Wählst du zum Beispiel “Vokabeln”, hast du eine App der Marke Babbel vor dir. Du lernst neue Wörter, und wendest sie in der Praxis an, zum Beispiel in kleineren Lernspielen, Lückentexten und Zuordnungsübungen. Besonders an Busuu ist, dass ich hier auch immer mal wieder längere Sätze “frei” schreiben musste. Also nicht aus vorgegebenen Bausteinen zusammensetzen, sondern selbst mit der Tastatur tippen.

Zum Teil musst du selbst schreiben, zum Teil Wörter einsetzen
Zum Teil musst du selbst schreiben, zum Teil Wörter einsetzen
Screenshot: trusted.de
Quelle: busuu.com

Das fand ich persönlich am Touchscreen ein bisschen mühsam; wer will, kann aber jederzeit auf die Browser-Version wechseln und die Tastatur zu Hilfe nehmen.

So weit, so bekannt. Im Vokabelbereich gibt es bei Busuu erst einmal nichts, was ich nicht auch schon bei zig anderen Englischapps gesehen hätte.

Eine Besonderheit ist aber der sehr umfangreiche Grammatik-Bereich. Babbel und Mondly behandeln die Grammatik ja meist recht stiefmütterlich. Bei Busuu gibt es hier viel mehr zu lernen.

Das finde ich persönlich stark, denn die wenigsten Lern-Apps bieten gezielte Grammatik-Bereiche an. Egal ob Adjektive, Präpositionen oder die einzelnen Zeitformen, Busuu ist deutlich bemüht, dir neben der Sprachpraxis auch die Grundlagen zu vermitteln.

Der Grammatikbereich steht dir nur mit einem Premium-Abo vollständig offen
Der Grammatikbereich steht dir nur mit einem Premium-Abo vollständig offen
Screenshot: trusted.de
Quelle: busuu.com

Und dann ist da natürlich noch die Community, die ich eingangs schon erwähnt hatte. Busuu selbst spricht von 80 Millionen Lerner:innen auf der ganzen Welt, die die App aktiv nutzen. Damit ist die App die wahrscheinlich größte Sprachlern-Community der Welt. Nicht umsonst nennt sich die App auch ein “Soziales Netzwerk für Sprachen”.

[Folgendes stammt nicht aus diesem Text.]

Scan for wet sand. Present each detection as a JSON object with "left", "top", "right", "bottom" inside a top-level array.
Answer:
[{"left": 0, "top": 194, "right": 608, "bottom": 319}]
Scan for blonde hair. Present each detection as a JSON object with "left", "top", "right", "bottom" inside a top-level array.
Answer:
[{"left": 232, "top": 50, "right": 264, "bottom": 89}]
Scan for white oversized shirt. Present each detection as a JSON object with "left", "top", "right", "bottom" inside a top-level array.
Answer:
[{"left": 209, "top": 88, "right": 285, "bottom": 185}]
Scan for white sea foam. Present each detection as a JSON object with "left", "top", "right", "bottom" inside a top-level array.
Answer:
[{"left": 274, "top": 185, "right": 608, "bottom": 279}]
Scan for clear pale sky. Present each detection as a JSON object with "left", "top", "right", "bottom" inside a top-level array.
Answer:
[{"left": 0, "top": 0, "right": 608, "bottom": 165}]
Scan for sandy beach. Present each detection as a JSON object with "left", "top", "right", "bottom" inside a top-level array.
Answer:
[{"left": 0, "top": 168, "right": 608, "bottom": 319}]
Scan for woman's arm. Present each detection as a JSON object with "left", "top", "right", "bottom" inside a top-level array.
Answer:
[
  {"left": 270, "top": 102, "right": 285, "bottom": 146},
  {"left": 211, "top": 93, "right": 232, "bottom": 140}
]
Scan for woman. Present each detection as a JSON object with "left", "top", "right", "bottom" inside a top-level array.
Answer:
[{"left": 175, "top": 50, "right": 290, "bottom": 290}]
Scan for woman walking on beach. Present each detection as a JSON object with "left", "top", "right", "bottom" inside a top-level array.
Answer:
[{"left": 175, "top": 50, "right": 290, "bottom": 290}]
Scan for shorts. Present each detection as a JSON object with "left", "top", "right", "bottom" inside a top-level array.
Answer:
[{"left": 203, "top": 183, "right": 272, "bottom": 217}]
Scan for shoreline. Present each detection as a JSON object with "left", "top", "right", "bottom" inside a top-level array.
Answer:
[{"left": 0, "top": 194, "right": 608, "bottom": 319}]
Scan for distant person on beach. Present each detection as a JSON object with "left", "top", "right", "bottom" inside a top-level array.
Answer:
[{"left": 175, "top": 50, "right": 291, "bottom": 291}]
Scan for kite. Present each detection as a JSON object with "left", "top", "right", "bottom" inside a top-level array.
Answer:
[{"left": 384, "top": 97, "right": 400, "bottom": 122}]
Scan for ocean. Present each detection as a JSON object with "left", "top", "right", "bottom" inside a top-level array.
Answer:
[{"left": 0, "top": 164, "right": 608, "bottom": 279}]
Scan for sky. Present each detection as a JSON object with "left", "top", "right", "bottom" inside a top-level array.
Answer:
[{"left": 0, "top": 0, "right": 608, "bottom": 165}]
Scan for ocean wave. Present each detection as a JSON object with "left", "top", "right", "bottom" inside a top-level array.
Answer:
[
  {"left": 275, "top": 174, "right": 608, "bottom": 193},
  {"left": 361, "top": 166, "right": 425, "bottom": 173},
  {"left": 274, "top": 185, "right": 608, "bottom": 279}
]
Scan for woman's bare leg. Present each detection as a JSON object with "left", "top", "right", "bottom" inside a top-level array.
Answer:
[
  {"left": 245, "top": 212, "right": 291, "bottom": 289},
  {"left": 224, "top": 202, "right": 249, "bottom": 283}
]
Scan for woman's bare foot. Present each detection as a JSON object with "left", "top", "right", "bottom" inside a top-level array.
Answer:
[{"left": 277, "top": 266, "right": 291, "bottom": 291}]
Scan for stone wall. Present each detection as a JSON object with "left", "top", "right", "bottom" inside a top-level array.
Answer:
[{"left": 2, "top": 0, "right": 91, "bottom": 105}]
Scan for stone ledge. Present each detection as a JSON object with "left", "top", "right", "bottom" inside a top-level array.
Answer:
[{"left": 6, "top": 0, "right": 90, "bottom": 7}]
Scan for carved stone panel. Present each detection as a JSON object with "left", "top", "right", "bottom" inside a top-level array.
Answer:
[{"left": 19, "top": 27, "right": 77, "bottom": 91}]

Wie sich der Community-Aspekt äußert? In erster Linie durch Übungen, die du absolvieren kannst. Das können kleinere Übersetzungsarbeiten oder Texte sein, die du frei auf Englisch schreiben musst. Die Ergebnisse werden dann direkt der Community übergeben und alle, die Lust haben, können deine Arbeit korrigieren. Wie in einem Forum bewerten andere User deine Ergebnisse, machen Verbesserungsvorschläge und geben Tipps.

Die Community ist bei Busuu einer der Eckpfeiler
Die Community ist bei Busuu einer der Eckpfeiler
Screenshot: trusted.de
Quelle: busuu.com

Umgekehrt kannst du natürlich auch Arbeiten anderer User korrigieren, die gerade Deutsch lernen.

Möchtest du mit Menschen in Kontakt kommen, fügst du sie deiner Busuu-Freundesliste hinzu. Freunden kannst du deine Übungen auch direkt zukommen lassen, oder im integrierten Messenger mit ihnen chatten.

Ich finde: Das ist eine wirklich tolle Sache. Allerdings fand ich es auch gar nicht so einfach, Gesprächspartner:innen in der App zu finden. Meist habe ich nur Übungen korrigiert; wirkliche Gespräche ergaben sich in meinem Test nicht und meine Freundesliste konnte ich auch nicht großartig erweitern.

Aber immerhin habe ich mich auch nur über ein paar Wochen mit Busuu beschäftigt. Möglicherweise braucht es hier einfach ein wenig mehr Zeit, um das Eis zu brechen?

Worauf legt die Busuu-Lern App besonderen Wert?

Busuu legt besonderen Wert auf die Vermittlung sprachlicher Skills, die dich im Alltag weiterbringen. So lernst du beispielsweise Wörter und Phrasen aus dem Berufsleben und kannst dich gezielt mit Sprachpartner:innen aus einem ähnlichen Umfeld verbinden. Dadurch lernst du effektiver und bleibst am Ball.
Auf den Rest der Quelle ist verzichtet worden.